La mayoría de las comunidades autónomas que ya están repartiendo el dinero del fondo de contingencia de 300 millones que habilitó el Ministerio de Derechos Sociales para las comunidades autónomas tras decretarse el Estado de Alarma por el coronavirus está destinando esa partida a ayudas económicas directas a las familias, especialmente a las numerosas y las monoparentales, las más golpeadas siempre por las crisis.
Los políticos han entendido, al menos en otros puntos de España, que en estos momentos, la gente lo que necesita es que le echen una mano para pagar los recibos del agua y la luz, que seguramente este mes serán más abultados porque estamos el día completo en casa. Pero también es necesario para comprar medicinas y alimentos.
No le demos más vueltas porque ahora no cabe hablar de picaresca.

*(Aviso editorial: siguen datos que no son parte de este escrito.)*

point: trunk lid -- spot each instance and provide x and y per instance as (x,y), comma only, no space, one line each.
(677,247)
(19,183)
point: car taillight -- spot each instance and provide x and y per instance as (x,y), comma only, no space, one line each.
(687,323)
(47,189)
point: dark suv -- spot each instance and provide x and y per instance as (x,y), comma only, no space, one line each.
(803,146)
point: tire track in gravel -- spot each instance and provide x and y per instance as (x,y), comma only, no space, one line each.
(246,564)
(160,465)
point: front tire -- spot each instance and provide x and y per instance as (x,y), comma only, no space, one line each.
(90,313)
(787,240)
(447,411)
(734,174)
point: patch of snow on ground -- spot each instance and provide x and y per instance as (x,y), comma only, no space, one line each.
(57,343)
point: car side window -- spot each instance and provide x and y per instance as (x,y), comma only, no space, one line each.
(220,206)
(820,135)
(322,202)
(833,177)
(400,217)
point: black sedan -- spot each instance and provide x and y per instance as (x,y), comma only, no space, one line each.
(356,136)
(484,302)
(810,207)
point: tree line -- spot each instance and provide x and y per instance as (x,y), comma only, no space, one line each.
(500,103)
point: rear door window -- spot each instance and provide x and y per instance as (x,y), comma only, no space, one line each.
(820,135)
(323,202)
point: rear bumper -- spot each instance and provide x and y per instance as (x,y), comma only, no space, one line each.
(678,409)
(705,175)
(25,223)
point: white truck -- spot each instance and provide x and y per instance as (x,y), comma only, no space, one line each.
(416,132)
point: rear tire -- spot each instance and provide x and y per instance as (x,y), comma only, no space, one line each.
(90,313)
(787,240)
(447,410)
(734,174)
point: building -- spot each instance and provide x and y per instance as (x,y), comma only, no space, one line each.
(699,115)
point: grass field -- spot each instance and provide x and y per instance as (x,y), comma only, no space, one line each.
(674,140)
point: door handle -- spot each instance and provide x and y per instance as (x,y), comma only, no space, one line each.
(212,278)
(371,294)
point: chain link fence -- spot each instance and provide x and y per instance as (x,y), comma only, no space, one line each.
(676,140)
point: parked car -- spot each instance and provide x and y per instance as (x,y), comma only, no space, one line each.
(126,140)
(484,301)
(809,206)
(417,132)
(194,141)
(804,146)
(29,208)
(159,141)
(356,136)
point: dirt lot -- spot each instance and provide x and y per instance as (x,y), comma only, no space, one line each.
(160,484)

En general estamos todos jodidos y en nuestro caso particular no existe, ni siquiera, la posibilidad de agarrarse a la economía sumergida como los náufragos a una tabla de salvación. La frontera está cerrada y sin contrabando; sin frutas ni pescado e incluso sin trapicheo de droga no hay dinero en B por ninguna parte.
El reto es grande, pero no queda otra que subir esta cuesta. Marruecos nos ha cerrado la frontera y cuando empezábamos a acostumbrarnos, de pronto hemos tenido un salto a la valla y justo ayer el PP, haciéndole ojitos al electorado de Vox, pidió la repatriación de los 53 subsaharianos que burlaron a los ‘mejanis’ y se saltaron el blindaje de Nador ante el coronavirus.
Tiene narices que no podamos devolver a sus casas a los marroquíes que quedaron atrapados en nuestra ciudad y cuya manutención nos sale por un ojo de la cara y, en cambio, recibamos inmigrantes que consiguen burlar la vigilancia y el estado de excepción decretado en el país vecino para frenar el contagio del Covid 19.
Pedir a Marruecos que acepte la repatriación de esos inmigrantes es hoy una quimera. Si los aceptara deberíamos aprovechar para incluir en la deportación también a los trabajadores, hombres y mujeres humildes, que han quedado atrapados lejos de sus casas, de sus familias y que viven en condiciones difíciles en el V Pino porque Melilla no tiene margen de improvisación. Aquí hay lo que hay. Esto no es Madrid ni para lo bueno, ni para lo malo.
Hay que reconocer que pese a que seguimos sin tests para el 100% de la población, de manera que podamos todos comprobar si tenemos o hemos tenido ya el Covid 19, Melilla es la tercera autonomía con menor incidencia de esta pandemia, sólo por detrás de Canarias y Murcia. Yo creo que tenemos que agradecerlo, y que conste que esto no tiene ningún fundamento científico, a esos anticuerpos que hemos forjado a fuego, aguantando las gripes malas que nos trae el viento de Levante en cualquier época del año.
No quiero, no obstante, restarle mérito al respeto por el confinamiento, que la mayoría de los melillenses estamos siguiendo rajatabla. Es duro, los días se hacen muy largos, pero poco a poco vamos restándole noches al calendario. Para el 26 nos queda ya un poco menos. Yo lo veo lejos, muy lejos, pero me animo con aquellos versos de Lennon: “Un día, si después de la guerra existe un día, te cogeré en mis brazos y te haré el amor. Si después de la guerra tengo brazos, si después de la guerra existe el amor”.
Ésta puede que sea la Semana Santa más rara de nuestras vidas. Quizás este confinamiento durísimo sirva de aliciente para que el año que viene nos quedemos en nuestra ciudad para disfrutar de nuestras playas y paseos y para ver o a participar en las procesiones. Nuestros empresarios necesitan que cada uno de nosotros haga un esfuerzo por salvar la ciudad. Esto, como todos sabéis, es un castillo de naipes. De todos depende que no se venga abajo. Los políticos deben hacer todo lo que este en su mano, pero es evidente que no hacen ni pueden hacer milagros. El milagro tenemos que hacerlo todos.